7. The sound source position definition information for analyzing the text to be synthesized, extracting the text information to be synthesized, and defining the sound source position of the synthesized speech in a virtual sound space. And a sound source position defining unit that defines a virtual sound source position in a sound space using the sound source position definition information extracted by the text analyzing unit, and the text extracting unit extracted by the text analyzing unit. A voice synthesizing means for synthesizing the text information to be voice-synthesized, and a synthesized voice obtained by the voice synthesizing processing by the voice synthesizing means, a virtual sound source in the sound space defined by the sound source position defining means. Sound image localization means for locating to a position, and stereoscopic sound image output means for outputting the synthesized voice from the sound source position localized by the sound image localization means, Synthesized speech reproducing device characterized in that it comprises.

8. When a plurality of groups of contents exist in the text to be speech-synthesized, a virtual sound source position in the sound space is defined for each unit of the contents, and the virtual sound source position is defined from each sound source position. 8. The synthetic speech reproduction device according to claim 7, wherein synthetic speech is output for a group of contents associated with a sound source position.

9. When defining a sound source position for each group of the contents, if the group of the contents exists in an order along the flow of a text sentence, the sound source position for each group of the contents is the sentence position of the sentence. 9. The synthesized speech reproducing apparatus according to claim 8, wherein the synthesized speech reproducing apparatus is defined at a position that changes in order along the flow.

10. When the text to be speech-synthesized is a plurality of independent texts, a virtual sound source position in the sound space is defined for each text, and from each sound source position to the sound source position. 8. The synthetic speech reproducing apparatus according to claim 7, wherein the synthetic speech for the text associated with is output.
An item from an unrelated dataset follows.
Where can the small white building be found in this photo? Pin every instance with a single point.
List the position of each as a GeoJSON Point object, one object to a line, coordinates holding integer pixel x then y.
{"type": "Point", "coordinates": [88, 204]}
11. When the plurality of independent texts can be classified based on a certain criterion, a virtual sound source position in the sound space is defined for each classification, and the sound source positions are used to define the sound source. 11. The synthetic speech reproduction device according to claim 10, wherein synthetic speech for text belonging to a classification associated with a position is output.

12. When the voice synthesis target text is text existing in a plurality of applications in an information processing system having a multitask function, a virtual sound source position in the sound space is set for each application. 8. The synthesized speech reproducing apparatus according to claim 7, wherein the synthesized speech reproducing apparatus outputs the synthesized speech corresponding to the text existing on the application defined by the respective sound source positions and associated with the sound source position.